She crouched down to pick up her dress, lifting the delicate straps with her small, sweet fingers. She pivoted, so I had a view of her other side of her body for the first time. There it was.
The tattoo.
I groaned again. I wasn’t prepared for this shit; three stories up, that body was dangerous. It was a rose tattoo, snaking around her hip, on the milk-white skin that was always under her bikini bottoms. The part of her I’d never seen. It was serious ink, real art, not some namby-pamby temporary tattoo or some amateur shit she might’ve gotten in an hour at a tattoo parlor on a dare on a cruise to Puerto Rico. It was complicated, detailed, and artful. Multiple visits to some tattoo artist, touching that creamy skin—goddamn.
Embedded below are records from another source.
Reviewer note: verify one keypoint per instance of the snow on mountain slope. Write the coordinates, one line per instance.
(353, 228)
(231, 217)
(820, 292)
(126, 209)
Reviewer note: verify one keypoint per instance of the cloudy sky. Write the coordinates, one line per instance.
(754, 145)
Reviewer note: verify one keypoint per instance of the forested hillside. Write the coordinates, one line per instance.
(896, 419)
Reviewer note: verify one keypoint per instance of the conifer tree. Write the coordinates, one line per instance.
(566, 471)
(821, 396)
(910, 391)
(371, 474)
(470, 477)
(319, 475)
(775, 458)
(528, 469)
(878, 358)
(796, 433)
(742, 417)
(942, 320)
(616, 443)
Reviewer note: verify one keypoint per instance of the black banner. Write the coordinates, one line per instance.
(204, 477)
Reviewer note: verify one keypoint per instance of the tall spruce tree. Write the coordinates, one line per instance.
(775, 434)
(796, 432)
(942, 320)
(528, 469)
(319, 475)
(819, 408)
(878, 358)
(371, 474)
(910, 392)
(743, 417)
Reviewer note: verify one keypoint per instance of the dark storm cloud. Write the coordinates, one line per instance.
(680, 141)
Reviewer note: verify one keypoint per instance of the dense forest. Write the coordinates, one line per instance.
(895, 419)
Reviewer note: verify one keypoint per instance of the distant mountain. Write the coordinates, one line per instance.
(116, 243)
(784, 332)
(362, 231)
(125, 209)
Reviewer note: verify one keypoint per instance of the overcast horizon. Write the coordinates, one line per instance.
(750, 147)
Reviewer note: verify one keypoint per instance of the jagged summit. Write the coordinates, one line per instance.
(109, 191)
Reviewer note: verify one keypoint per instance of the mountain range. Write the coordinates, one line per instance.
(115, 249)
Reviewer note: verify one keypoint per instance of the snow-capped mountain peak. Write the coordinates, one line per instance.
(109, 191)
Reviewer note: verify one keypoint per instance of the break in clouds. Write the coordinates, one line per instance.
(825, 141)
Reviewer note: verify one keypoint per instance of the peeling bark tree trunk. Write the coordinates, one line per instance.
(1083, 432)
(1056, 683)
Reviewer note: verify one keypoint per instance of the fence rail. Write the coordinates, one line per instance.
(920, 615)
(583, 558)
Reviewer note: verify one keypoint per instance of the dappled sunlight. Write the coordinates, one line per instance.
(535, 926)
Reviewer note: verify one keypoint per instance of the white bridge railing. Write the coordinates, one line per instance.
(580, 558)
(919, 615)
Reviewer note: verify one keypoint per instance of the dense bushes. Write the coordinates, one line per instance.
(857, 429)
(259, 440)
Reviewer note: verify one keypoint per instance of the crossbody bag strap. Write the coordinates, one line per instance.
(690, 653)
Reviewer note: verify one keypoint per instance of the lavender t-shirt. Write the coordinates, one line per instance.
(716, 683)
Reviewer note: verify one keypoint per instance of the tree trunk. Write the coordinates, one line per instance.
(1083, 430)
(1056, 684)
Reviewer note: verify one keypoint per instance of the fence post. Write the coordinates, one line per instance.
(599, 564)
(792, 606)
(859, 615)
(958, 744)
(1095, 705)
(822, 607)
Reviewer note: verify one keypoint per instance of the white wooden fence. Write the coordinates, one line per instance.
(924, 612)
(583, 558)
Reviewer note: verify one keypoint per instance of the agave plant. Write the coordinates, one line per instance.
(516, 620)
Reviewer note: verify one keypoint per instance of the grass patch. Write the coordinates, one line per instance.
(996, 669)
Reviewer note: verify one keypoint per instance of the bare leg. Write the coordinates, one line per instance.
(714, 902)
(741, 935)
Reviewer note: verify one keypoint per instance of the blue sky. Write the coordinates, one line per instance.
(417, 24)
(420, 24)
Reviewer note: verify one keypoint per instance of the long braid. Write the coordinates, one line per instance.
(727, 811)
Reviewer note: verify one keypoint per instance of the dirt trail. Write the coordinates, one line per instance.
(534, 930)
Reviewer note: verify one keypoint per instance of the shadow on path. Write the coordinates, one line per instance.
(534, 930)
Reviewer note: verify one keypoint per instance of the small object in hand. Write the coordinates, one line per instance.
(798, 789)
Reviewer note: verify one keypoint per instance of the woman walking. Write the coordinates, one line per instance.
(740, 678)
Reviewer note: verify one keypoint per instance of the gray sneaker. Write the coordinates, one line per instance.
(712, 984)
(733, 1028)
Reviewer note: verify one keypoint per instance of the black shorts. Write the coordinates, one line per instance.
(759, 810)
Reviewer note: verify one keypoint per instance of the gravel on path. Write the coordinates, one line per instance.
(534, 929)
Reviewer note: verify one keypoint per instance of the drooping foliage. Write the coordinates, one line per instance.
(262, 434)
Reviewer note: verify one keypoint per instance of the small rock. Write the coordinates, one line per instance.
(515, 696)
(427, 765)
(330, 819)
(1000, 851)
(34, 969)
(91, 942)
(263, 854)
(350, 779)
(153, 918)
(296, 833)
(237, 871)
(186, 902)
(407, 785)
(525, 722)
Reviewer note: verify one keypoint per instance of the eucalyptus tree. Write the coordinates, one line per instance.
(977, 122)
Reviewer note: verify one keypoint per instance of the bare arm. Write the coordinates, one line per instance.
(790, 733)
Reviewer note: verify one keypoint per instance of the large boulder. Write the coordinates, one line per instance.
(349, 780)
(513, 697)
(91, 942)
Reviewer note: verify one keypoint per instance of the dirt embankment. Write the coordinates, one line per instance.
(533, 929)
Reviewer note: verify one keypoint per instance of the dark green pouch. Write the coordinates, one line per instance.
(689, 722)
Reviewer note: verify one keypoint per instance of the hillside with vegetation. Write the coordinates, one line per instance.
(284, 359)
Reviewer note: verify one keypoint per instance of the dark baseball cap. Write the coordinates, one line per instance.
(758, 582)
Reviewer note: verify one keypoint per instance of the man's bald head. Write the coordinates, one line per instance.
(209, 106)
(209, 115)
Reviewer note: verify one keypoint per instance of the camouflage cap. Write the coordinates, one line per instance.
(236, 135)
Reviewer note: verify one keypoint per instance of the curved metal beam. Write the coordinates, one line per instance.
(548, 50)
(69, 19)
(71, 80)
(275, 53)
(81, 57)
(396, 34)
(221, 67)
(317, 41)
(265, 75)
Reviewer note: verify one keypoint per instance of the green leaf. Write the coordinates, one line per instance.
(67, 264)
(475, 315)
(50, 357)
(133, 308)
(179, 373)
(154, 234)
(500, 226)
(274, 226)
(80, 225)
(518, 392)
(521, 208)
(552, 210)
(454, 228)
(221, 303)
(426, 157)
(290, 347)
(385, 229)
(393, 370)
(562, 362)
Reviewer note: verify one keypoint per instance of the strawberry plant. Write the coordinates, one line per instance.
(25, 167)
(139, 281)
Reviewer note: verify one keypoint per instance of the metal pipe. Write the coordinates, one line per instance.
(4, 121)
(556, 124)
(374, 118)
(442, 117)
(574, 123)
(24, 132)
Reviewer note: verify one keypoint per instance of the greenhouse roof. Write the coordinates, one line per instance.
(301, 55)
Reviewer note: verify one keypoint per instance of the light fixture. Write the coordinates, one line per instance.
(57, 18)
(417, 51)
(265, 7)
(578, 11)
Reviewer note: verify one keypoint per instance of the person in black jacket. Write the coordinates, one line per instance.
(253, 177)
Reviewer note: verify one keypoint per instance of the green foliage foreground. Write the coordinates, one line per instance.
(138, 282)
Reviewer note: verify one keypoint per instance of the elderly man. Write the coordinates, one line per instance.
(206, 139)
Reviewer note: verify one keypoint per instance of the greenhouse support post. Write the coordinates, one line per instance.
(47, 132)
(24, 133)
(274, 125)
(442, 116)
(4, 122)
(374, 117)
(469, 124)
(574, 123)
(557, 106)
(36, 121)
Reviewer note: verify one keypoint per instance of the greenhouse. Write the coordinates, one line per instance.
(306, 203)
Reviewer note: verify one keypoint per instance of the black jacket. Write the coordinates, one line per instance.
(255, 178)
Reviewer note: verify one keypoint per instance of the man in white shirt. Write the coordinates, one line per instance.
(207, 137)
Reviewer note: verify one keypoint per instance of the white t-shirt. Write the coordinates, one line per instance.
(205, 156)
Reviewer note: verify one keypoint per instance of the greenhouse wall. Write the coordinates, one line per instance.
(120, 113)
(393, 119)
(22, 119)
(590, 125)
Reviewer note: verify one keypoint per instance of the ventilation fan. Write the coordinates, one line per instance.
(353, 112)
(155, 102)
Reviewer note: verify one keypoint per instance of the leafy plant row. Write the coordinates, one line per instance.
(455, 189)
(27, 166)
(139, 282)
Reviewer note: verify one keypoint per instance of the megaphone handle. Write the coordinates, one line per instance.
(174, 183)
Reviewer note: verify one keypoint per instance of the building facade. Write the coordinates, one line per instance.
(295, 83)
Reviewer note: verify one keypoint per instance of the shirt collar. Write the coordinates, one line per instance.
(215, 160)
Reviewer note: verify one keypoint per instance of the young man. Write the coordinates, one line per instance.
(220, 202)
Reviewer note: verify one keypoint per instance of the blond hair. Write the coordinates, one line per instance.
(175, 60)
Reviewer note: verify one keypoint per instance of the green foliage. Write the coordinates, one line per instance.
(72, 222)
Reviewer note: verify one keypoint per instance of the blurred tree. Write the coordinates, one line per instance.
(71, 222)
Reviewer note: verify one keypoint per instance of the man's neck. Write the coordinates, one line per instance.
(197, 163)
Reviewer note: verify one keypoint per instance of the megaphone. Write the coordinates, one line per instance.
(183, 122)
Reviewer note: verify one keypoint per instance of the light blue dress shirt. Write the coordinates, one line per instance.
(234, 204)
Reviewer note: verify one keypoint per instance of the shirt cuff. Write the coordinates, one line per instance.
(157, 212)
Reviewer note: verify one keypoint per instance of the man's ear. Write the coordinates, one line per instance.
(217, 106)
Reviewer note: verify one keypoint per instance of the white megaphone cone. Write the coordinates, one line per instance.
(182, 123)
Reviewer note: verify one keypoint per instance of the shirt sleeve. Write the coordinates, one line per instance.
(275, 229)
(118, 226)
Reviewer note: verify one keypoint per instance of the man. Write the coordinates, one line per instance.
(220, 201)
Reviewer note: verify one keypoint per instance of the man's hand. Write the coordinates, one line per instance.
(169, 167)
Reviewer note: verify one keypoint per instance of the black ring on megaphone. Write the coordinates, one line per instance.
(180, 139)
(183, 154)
It took every fucking ounce of strength I had, but I did manage to look away. I felt as disoriented as if I’d been sucker punched. Not cotton—lace. Not cute—hot. Not my friend—my fucking fantasy.
She was so important to me, such an integral part of my world, that I’d never let myself think of her as more than what she was. She was like running water, or electricity, or the sunshine itself. She was one of those things that was perfect exactly as it was, and one of those things only an idiot would want to change. I never looked at her and thought, I wish I could have more of her than I do already. That would be like thinking, I wish I could turn that cold glass of water into a swimming pool. Or, I wish electricity came through the air. Fuck that noise. Perfect things are perfect things, and Rosie Madden was a perfect goddamned thing, from the tips of her toes to the freckles on her nose. And that rose, holy fuck, that rose.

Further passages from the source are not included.